An Apology and Some Advice

I had every intention of updating my blog with more consistency, but… I haven’t. I’m sorry! I was going to do a lot of reading in my genre and do book reviews of sorts, but to be honest, I haven’t had time to read much. Instead, I’ve been working on writing and publishing, which is my passion anyway. Even so, I should have blogged about it. (So now I will!)

Twitter. That’s been the name of the game the past few weeks. I’ve never been all that active on Twitter before. It’s taken me a long time to get my footing in the writing world. For many things in my life, I’ve had the luxury of having mentors to help guide me until I find my own way—training wheels, of sorts. However, with writing, I’ve had to figure things out on my own. That hasn’t always been easy; I’ve had to make a lot of mistakes to get to where I am now, and I’m still far from where I’d like to be. It’s a process. The best thing I’ve been able to do for myself, though, is to get more involved on Twitter.

It’s hard to understand how Twitter can be beneficial. 140 character commentary? Come on. But really, it’s true what they say about the importance of networking, not necessarily for getting a step up but to find people who are walking the same path you are. I’ve learned more in the last month about the writing community than I had in the year or so before. Because of the Twitter community, I’ve entered three different writing contests, found an online critique group, won a free five-page critique, gotten invaluable feedback, and gotten to know some incredible writers, editors, and agents.

If you’re not involved with Twitter, I would seriously suggest signing up. Most agents have Twitters and post their manuscript wishlists as well as comment on some of the queries they find in their inboxes. Of course, it’s also a place to commiserate with other writers trudging through the query trenches. If you get yourself on Twitter, check out the #10queries/#tenqueries, #MSWL, and #askagent hashtags to get started. And, if you’re interested in contests, right now the #PitchtoPublication and #NewAgent feeds are bustling! (They also have great advice for ALL writers.)

As for the status of my publishing journey, I’ve gotten a few agent requests and my fair share of query rejections. Overall, I’m happy with where things are. I’m starting a new WIP, which is terrifying, but my main focus is getting my finished novel in the best shape possible.

What tools do you utilize in your writing journey? I’d love to know!

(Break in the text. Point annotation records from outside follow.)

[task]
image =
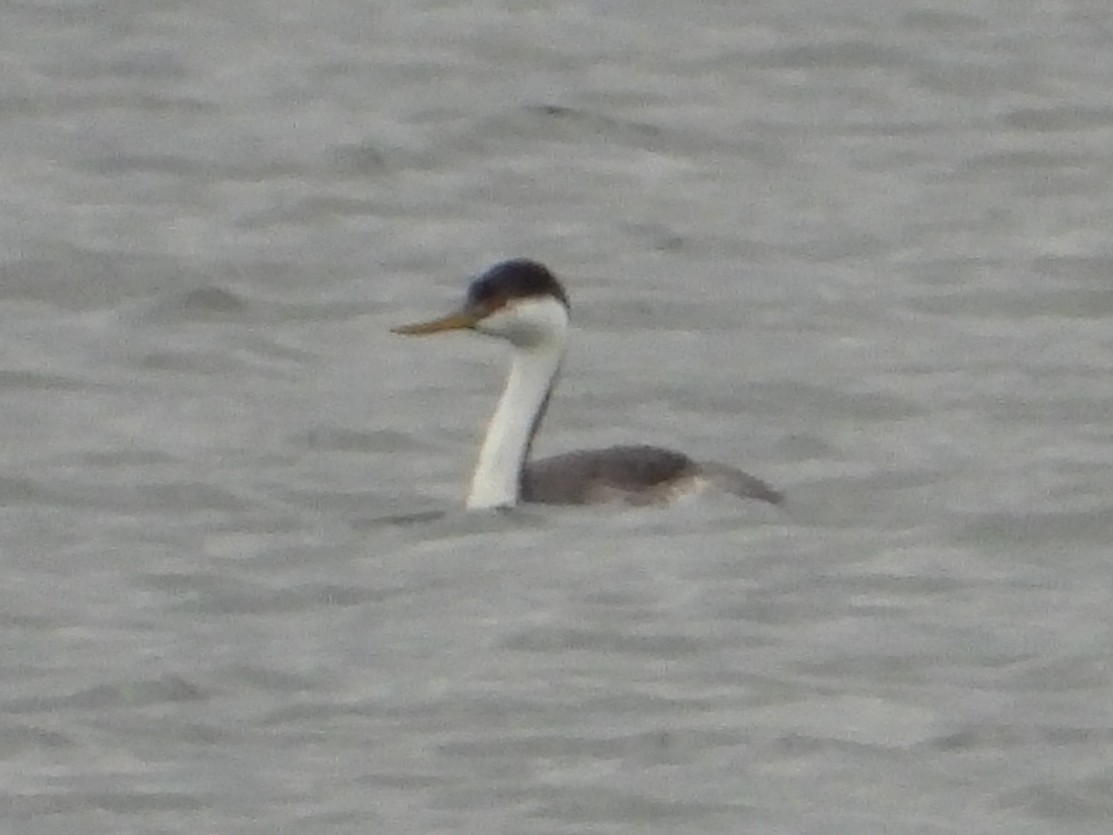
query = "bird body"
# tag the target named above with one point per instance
(521, 302)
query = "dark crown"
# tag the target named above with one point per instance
(512, 280)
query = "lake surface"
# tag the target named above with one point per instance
(862, 249)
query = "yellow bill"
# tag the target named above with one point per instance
(459, 321)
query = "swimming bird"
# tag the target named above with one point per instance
(521, 302)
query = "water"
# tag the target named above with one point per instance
(859, 249)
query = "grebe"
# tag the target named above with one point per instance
(520, 301)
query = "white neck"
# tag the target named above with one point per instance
(498, 474)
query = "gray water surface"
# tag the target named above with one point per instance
(860, 249)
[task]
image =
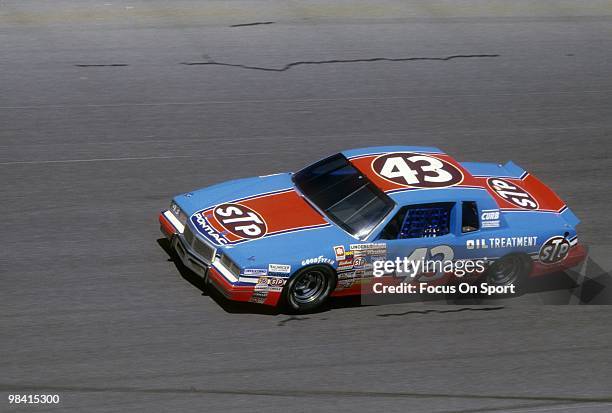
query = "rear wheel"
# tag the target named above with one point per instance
(510, 270)
(309, 288)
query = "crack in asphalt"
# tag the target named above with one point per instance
(251, 24)
(288, 66)
(297, 393)
(102, 65)
(283, 322)
(440, 311)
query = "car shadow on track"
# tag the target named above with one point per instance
(554, 289)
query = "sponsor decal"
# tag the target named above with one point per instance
(512, 193)
(270, 284)
(262, 284)
(416, 170)
(503, 242)
(339, 252)
(368, 247)
(279, 268)
(240, 220)
(490, 218)
(318, 260)
(255, 271)
(375, 251)
(554, 250)
(345, 283)
(203, 226)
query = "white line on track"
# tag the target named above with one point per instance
(135, 158)
(143, 158)
(557, 408)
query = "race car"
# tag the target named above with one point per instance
(297, 239)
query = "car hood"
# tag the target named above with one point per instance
(261, 220)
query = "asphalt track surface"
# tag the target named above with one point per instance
(107, 109)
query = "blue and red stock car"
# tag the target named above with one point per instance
(298, 238)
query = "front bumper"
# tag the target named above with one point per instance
(576, 255)
(213, 273)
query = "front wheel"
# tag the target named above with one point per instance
(510, 270)
(309, 288)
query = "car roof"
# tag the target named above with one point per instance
(466, 190)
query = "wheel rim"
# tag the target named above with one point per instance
(506, 271)
(309, 287)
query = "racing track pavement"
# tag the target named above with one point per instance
(101, 122)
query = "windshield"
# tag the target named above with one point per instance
(345, 195)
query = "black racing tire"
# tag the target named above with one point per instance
(309, 288)
(512, 269)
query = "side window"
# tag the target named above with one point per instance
(420, 221)
(469, 217)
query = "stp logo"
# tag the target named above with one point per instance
(241, 220)
(512, 193)
(555, 249)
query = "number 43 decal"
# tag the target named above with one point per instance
(417, 170)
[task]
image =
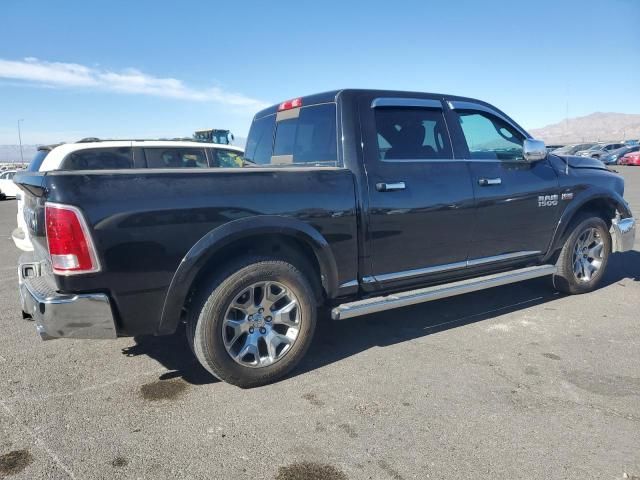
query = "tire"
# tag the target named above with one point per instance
(219, 329)
(583, 258)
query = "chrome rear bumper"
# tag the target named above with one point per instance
(59, 315)
(623, 234)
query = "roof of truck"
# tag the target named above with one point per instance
(59, 152)
(333, 96)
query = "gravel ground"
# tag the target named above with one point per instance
(513, 382)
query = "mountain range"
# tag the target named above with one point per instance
(598, 126)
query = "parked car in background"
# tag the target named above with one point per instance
(96, 154)
(632, 158)
(599, 150)
(551, 148)
(614, 155)
(573, 149)
(7, 187)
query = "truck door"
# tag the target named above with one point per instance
(420, 196)
(517, 201)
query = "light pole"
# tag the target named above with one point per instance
(20, 140)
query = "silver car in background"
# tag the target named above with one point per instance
(600, 149)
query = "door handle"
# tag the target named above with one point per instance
(484, 182)
(390, 187)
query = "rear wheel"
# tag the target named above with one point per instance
(254, 322)
(584, 256)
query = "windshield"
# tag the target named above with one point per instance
(37, 160)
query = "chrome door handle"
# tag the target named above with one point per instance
(390, 187)
(483, 182)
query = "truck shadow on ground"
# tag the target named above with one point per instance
(335, 341)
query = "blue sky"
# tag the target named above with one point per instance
(165, 68)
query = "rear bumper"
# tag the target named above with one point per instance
(623, 234)
(59, 315)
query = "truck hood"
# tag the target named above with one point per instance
(583, 162)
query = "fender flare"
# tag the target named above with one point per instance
(576, 205)
(220, 237)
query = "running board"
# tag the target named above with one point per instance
(412, 297)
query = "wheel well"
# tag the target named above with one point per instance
(287, 247)
(601, 207)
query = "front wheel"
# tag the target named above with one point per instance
(255, 322)
(584, 256)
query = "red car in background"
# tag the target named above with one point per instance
(632, 158)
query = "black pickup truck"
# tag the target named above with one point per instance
(356, 200)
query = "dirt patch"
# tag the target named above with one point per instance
(389, 470)
(313, 399)
(310, 471)
(531, 370)
(163, 390)
(120, 462)
(552, 356)
(14, 462)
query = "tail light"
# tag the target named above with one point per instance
(70, 246)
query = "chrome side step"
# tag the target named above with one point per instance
(412, 297)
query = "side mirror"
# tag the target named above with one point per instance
(534, 150)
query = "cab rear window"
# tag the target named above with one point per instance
(298, 137)
(37, 160)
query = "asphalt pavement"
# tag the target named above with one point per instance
(512, 382)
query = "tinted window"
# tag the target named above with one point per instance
(411, 134)
(489, 137)
(226, 158)
(308, 138)
(176, 158)
(99, 159)
(260, 140)
(37, 160)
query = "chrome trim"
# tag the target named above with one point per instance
(623, 234)
(412, 297)
(534, 150)
(462, 105)
(451, 266)
(60, 315)
(405, 102)
(484, 182)
(501, 258)
(419, 272)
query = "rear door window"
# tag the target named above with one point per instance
(99, 159)
(411, 134)
(489, 137)
(260, 140)
(176, 157)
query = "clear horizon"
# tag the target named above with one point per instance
(148, 69)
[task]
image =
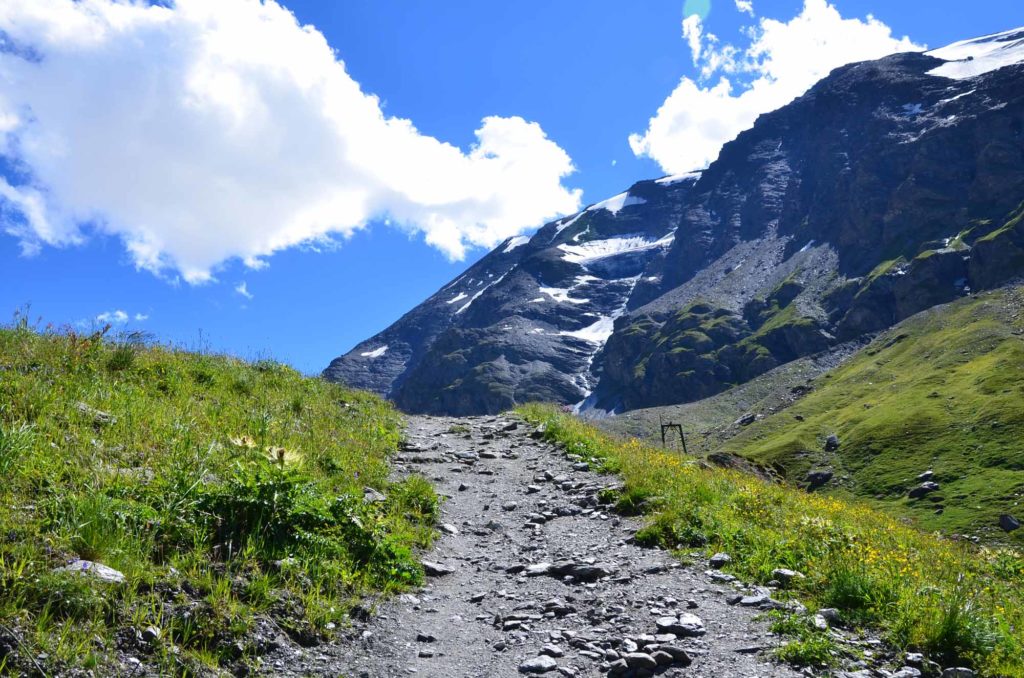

I’m on the hunt for great resources.


Commenting on Craft: Part Four

To get an idea of what this series is about, start here. (And you can check out parts two and three, too, if you’d like.)

This section of The Craft of Research deals with the drafting process, which to me is so intimidating that I sometimes forgo it altogether. (I know! So terrible.) With an undertaking this large, though, I understand the necessity of clearing the pipes, so to speak, before anything useful comes through.

That being said, let’s see what Booth and his friends think about drafting. (Although, looking at the quotes I selected now, I’m realizing that this is more about properly citing sources, which isn’t something I have to do for this draft. Shh, just go with it.)

But evidence never speaks for itself, especially not long quotations or complex sets of numbers. You must speak for such evidence by introducing it with a sentence stating what you want your readers to get out of it.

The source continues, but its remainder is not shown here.